The Iranian parliament has initiated a significant legislative review to formalize its jurisdiction over the Strait of Hormuz, a vital global oil transit chokepoint. On April 5, 2025, the Majlis convened to examine proposed bills focusing on legal authority, environmental protection, security protocols, and economic implications for the waterway. Following debate, lawmakers voted to form a special parliamentary committee tasked with drafting a comprehensive national plan and binding legal instruments to outline Iran's approach.
This session builds upon a plan approved by the parliament's National Security Committee on March 30, which proposed a central control role for the Iranian military and outlined potential bans on passage for vessels from the United States, Israel, and any country imposing unilateral sanctions on Iran. The proposed legislation includes enhanced navigational safety protocols, stricter environmental regulations, new financial and customs systems, and provisions for legal cooperation with Oman, which shares territorial waters.
In a related and escalating development, a senior Iranian official firmly rejected United States pressure to reopen the strait in exchange for a proposed temporary ceasefire, as reported by Reuters on April 10, 2025. The official declared Tehran would not be coerced by deadlines or temporary offers, assessing that Washington remains unprepared for a permanent resolution. This stance deepens a geopolitical stalemate, with the Strait of Hormuz being a critical corridor for approximately 21 million barrels of oil daily, representing about one-fifth of global petroleum consumption.

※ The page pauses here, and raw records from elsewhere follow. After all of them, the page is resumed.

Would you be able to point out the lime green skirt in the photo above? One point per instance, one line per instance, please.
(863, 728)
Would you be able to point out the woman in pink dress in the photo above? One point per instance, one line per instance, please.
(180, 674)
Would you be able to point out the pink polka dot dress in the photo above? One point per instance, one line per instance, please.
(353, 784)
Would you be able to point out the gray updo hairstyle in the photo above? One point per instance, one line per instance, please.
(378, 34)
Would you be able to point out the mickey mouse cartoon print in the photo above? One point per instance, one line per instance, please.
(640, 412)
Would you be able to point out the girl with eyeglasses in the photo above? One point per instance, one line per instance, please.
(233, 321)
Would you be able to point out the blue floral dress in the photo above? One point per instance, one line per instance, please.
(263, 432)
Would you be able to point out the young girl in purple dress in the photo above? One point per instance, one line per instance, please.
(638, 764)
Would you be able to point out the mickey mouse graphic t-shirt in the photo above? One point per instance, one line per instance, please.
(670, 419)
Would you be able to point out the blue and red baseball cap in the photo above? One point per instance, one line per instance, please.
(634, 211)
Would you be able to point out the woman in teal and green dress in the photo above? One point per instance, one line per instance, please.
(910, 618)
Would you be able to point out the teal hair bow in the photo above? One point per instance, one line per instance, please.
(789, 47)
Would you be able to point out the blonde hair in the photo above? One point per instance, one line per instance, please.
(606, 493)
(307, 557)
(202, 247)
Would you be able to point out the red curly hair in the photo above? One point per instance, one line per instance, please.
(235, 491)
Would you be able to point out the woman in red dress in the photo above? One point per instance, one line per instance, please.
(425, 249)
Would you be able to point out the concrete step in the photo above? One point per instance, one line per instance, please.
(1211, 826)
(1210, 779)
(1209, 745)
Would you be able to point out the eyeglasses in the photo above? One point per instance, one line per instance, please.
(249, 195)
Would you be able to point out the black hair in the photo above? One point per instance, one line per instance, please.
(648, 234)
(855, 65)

The security aspect is paramount, with the initial plan assigning control likely to the Islamic Revolutionary Guard Corps Navy (IRGCN), which specializes in asymmetric naval warfare. This hardening of posture increases the risk of miscalculation with international naval forces, such as the U.S. Fifth Fleet. The global shipping industry is monitoring with acute concern, as any perceived hazard can spike war risk insurance premiums and force costly rerouting of vessels.
Market analysts note that prolonged uncertainty could influence global oil prices and accelerate investments in alternative pipeline infrastructure. The situation underscores a pivotal moment in regional maritime policy with profound implications for global energy security, international law, and regional stability.